Quote
Do you happen to have a name of the place that sells spotfin or bluntnose? Or do I need to go catch them?
. If you are in Ohio BNM and spotfin are very common fish in streams where good numbers as broodstock can be easily collected by seining and / or trapping. PM me for options. These species are not raised by fish farms. There is one public place that sells these for aquarium use/trade; although they are expensive as in $4-$5 each. Higher quanities and if picked up on site are a little cheaper. I think his prices maybe include shipping???? Contact them for prices and availability. Those high prices give one an indication of their availability and rarity. http://jonahsaquarium.com/jonahsite/fishlist.htm
There is a small farm in NW Ohio that sells spotfins although the SFS pond is in transition due to a GSF invasion and no SFS will probably be sold until fall 2022. This farm does not ship fish due to fish virus restrictions and testing requirement of the Great Lakes region.
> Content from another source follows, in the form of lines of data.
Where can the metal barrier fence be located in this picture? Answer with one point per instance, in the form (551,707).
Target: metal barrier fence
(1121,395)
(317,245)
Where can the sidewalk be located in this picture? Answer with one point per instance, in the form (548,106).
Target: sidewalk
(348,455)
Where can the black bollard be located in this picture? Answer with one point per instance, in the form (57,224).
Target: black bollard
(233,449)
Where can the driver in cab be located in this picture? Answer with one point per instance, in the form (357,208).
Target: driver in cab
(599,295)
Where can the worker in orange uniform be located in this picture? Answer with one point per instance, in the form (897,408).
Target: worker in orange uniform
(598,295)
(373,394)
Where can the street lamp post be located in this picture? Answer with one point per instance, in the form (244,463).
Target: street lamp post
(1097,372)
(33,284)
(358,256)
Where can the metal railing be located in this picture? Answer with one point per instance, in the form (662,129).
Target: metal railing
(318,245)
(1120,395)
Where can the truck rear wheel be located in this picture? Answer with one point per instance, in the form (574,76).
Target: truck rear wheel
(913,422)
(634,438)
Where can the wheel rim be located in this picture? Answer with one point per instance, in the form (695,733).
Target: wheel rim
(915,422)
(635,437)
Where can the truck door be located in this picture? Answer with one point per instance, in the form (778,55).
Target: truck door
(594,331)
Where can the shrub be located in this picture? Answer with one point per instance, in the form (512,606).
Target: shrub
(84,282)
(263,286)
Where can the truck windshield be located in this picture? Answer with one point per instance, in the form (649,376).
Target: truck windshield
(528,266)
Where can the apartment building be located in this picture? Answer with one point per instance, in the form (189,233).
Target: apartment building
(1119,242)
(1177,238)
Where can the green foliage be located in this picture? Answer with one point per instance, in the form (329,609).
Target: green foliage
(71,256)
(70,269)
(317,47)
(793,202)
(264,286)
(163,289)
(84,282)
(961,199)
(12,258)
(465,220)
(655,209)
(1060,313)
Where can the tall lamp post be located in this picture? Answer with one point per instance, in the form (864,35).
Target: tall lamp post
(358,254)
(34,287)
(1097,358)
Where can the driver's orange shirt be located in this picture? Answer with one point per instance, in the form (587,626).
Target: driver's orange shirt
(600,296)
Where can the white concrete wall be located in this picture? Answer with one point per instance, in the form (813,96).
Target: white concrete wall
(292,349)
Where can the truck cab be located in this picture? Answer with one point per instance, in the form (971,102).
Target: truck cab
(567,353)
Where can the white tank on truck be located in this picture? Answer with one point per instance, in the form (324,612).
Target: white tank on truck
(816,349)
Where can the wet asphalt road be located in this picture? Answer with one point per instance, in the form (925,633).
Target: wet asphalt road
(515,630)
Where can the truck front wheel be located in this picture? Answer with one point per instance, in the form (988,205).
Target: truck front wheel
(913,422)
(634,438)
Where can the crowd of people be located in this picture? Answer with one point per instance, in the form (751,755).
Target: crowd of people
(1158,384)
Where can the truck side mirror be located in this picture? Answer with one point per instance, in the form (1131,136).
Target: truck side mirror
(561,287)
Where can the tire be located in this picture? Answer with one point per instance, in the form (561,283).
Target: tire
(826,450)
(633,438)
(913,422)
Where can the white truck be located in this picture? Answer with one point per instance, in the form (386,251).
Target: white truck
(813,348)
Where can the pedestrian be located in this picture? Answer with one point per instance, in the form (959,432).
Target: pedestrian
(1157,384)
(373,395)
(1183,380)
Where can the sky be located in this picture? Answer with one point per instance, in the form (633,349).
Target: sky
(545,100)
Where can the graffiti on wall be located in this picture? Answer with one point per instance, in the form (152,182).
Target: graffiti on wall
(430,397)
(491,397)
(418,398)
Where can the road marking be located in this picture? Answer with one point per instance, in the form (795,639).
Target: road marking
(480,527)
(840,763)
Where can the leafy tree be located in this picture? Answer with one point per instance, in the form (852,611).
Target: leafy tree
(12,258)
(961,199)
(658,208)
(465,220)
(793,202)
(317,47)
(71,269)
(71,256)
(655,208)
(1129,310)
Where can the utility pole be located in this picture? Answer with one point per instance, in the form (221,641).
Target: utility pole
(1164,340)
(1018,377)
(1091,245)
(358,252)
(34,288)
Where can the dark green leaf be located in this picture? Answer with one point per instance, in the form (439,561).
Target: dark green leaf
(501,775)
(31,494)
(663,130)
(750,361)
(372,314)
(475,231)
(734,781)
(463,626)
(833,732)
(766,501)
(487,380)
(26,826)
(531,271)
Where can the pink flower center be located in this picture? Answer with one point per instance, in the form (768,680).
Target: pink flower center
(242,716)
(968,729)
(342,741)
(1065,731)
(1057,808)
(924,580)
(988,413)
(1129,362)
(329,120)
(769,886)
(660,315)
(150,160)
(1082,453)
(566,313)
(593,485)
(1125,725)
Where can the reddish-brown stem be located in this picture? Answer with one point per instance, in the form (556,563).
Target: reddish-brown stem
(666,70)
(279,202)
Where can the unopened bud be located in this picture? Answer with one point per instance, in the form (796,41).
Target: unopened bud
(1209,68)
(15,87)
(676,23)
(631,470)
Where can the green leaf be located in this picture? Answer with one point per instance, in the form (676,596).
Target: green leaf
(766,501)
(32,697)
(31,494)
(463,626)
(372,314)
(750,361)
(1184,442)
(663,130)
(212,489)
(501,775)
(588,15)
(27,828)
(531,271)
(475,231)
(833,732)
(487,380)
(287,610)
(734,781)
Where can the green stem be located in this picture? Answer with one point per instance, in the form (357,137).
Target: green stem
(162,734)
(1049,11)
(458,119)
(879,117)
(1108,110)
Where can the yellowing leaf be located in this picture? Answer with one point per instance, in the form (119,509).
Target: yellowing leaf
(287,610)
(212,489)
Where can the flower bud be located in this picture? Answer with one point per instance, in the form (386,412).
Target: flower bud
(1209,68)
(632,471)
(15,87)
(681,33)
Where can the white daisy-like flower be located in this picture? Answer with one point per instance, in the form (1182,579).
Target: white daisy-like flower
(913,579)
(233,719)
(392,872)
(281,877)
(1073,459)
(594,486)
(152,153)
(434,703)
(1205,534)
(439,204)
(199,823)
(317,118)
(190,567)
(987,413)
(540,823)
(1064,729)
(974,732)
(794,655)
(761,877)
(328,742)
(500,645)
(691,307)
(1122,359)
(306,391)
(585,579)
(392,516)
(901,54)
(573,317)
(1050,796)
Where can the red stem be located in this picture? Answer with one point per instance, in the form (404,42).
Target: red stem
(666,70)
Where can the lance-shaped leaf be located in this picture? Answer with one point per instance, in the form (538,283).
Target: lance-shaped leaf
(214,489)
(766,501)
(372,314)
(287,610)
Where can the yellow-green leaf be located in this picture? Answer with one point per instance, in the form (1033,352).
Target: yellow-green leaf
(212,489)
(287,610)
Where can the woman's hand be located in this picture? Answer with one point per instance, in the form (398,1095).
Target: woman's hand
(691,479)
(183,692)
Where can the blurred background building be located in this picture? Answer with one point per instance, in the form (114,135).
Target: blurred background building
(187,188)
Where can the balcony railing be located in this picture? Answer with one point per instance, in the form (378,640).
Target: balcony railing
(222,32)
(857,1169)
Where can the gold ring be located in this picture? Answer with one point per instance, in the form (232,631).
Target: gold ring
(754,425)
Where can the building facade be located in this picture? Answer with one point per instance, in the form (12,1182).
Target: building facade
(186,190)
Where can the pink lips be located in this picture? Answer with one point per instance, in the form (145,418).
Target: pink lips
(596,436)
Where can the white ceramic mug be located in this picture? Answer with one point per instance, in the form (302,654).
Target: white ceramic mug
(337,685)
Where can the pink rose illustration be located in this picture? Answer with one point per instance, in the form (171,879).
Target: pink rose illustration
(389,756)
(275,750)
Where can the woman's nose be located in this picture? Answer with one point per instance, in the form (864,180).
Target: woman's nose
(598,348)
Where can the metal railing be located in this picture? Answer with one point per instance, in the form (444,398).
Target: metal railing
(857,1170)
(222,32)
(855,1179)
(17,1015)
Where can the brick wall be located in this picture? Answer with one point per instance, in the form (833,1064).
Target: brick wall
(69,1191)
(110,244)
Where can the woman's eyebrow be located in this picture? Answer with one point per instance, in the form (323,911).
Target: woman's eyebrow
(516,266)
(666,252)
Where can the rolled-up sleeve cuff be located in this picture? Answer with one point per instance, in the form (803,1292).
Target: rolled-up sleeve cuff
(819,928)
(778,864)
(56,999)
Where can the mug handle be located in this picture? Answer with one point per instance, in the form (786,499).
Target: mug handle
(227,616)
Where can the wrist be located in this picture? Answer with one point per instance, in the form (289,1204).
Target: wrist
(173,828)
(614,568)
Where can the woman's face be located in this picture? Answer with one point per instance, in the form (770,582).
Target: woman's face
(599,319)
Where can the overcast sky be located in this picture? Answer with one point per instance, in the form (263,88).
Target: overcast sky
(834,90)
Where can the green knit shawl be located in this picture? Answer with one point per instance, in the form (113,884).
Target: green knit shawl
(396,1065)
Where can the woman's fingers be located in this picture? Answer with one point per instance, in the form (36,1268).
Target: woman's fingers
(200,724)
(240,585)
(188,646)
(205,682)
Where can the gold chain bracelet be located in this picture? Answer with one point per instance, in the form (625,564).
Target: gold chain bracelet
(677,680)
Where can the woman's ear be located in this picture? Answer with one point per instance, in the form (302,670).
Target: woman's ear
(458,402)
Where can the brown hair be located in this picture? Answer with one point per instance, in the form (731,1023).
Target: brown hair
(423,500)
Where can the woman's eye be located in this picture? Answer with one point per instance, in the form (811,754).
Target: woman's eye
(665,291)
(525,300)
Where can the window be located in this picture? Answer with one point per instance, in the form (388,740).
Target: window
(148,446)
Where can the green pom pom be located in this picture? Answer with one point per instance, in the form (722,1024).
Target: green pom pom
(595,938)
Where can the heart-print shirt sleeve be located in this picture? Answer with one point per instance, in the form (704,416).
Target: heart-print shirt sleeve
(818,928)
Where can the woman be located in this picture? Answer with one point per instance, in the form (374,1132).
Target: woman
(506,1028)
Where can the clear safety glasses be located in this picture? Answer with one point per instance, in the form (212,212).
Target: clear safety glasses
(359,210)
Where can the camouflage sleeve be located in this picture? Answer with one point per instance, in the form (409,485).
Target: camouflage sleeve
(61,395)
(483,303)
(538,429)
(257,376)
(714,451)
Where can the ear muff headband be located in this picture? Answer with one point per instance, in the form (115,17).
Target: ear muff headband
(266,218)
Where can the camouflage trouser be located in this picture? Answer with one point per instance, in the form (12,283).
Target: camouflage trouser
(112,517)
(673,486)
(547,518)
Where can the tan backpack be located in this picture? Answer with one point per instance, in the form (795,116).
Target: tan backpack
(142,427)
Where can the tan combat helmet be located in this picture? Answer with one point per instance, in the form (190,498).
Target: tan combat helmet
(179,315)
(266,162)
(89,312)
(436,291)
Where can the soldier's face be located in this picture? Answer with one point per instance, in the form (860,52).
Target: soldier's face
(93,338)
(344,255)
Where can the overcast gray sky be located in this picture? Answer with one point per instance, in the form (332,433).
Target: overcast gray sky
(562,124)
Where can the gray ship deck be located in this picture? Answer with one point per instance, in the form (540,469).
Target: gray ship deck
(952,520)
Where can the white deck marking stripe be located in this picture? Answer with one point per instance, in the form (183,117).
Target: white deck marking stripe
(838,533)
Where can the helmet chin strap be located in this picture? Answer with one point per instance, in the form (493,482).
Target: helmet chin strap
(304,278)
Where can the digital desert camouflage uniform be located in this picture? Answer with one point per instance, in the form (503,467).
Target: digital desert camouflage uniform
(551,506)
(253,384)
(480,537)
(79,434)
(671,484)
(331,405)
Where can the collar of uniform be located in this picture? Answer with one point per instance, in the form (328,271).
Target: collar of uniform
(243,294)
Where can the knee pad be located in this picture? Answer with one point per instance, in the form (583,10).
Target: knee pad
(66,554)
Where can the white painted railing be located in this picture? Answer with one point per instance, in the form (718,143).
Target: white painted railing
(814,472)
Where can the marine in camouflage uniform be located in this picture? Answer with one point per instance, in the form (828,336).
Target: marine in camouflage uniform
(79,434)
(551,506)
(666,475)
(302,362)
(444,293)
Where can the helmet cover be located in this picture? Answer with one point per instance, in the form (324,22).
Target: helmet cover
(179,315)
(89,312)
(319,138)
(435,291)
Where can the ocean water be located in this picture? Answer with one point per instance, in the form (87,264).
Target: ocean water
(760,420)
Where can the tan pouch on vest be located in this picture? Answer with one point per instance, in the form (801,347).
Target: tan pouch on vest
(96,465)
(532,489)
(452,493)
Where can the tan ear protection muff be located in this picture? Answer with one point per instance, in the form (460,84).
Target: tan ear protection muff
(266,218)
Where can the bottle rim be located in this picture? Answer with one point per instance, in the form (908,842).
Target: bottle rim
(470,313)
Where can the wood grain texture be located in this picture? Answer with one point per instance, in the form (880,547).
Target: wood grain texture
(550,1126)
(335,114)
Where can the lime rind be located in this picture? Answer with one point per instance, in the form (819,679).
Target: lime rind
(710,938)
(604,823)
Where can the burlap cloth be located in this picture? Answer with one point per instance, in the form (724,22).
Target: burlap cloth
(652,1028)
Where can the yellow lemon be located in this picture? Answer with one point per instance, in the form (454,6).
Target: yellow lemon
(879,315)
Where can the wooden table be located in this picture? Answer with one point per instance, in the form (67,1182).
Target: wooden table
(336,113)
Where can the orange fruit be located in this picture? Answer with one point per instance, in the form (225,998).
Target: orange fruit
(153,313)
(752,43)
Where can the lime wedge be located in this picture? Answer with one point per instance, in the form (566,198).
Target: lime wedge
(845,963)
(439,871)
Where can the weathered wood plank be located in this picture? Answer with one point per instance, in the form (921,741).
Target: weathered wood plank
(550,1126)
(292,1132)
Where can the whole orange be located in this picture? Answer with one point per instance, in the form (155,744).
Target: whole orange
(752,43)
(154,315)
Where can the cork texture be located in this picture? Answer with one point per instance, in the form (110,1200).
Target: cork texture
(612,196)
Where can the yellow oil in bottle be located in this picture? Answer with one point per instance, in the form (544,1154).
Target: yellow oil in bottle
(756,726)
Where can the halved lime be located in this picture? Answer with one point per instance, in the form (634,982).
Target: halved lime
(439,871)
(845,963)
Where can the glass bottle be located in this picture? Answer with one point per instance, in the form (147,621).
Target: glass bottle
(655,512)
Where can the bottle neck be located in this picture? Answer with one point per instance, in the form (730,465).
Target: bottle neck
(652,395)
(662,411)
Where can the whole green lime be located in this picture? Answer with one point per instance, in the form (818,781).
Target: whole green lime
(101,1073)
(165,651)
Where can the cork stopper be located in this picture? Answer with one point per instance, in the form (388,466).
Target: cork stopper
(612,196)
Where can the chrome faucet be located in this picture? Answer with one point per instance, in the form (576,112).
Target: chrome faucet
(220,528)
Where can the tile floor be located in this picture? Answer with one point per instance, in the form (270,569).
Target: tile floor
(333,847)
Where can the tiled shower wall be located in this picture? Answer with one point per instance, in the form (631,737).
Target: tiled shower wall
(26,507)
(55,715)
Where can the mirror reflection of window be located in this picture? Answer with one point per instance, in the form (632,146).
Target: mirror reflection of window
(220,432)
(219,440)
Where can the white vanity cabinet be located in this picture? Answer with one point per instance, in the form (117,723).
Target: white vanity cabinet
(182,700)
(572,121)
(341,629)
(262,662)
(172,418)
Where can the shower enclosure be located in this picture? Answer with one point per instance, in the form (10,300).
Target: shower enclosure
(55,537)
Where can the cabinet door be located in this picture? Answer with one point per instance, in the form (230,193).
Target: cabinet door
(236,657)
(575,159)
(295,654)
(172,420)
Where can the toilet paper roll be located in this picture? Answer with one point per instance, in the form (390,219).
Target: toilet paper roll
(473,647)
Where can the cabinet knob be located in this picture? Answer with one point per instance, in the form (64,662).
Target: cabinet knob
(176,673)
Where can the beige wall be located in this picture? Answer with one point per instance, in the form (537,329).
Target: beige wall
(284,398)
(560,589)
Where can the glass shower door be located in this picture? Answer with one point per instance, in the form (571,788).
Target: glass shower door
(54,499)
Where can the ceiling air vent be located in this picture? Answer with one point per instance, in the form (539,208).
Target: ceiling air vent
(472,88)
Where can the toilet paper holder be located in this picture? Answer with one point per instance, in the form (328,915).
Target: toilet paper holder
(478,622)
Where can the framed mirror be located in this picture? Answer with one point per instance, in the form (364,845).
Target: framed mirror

IMO my experience so far, if the pond has predators other than YP, I think BNM and SFS are not a good long term forage fish unless the pond has lots of submerged and marginal weed habitat. In a pond this usually amounts to 25-35% or more of the pond bottom or shoreline having dense habitat. Few pond owners will tolerate this much good weed habitat. Think about the amount of weed growth the surrounds high quality fisheries in natural lakes. BNM and SFS need lots and lots of underwater weed type habitat to survive any amount of normal bass, HSB and WE predation. I discovered WE choose mostly the large breeder SFS.

All the minnow types of FHM, BNM, and SFS have relatively small maximum sized adults that significantly struggle to survive a common presence of predators larger than 12-14". When you loose the large breeders the population is soon to be eliminated as evidenced by FHM in ponds. Golden shiners serve as better long term soft rayed forage than these smaller minnows when common bass predation is present. More study needs to be done in private ponds with uncommon forage such as lake chubsucker, mudminnows, steelcolor shiner, alewife(landlocked 3"-6"), and even the exotic invasive round goby (4"-8"). I know of a YP-WE pond that now has the round goby invader. Time will tell the rest of this story.

If the pond is mainly for growing bass or CC then the various sunfishes and YP are very good forage fishes that also serve well as guests to dinner.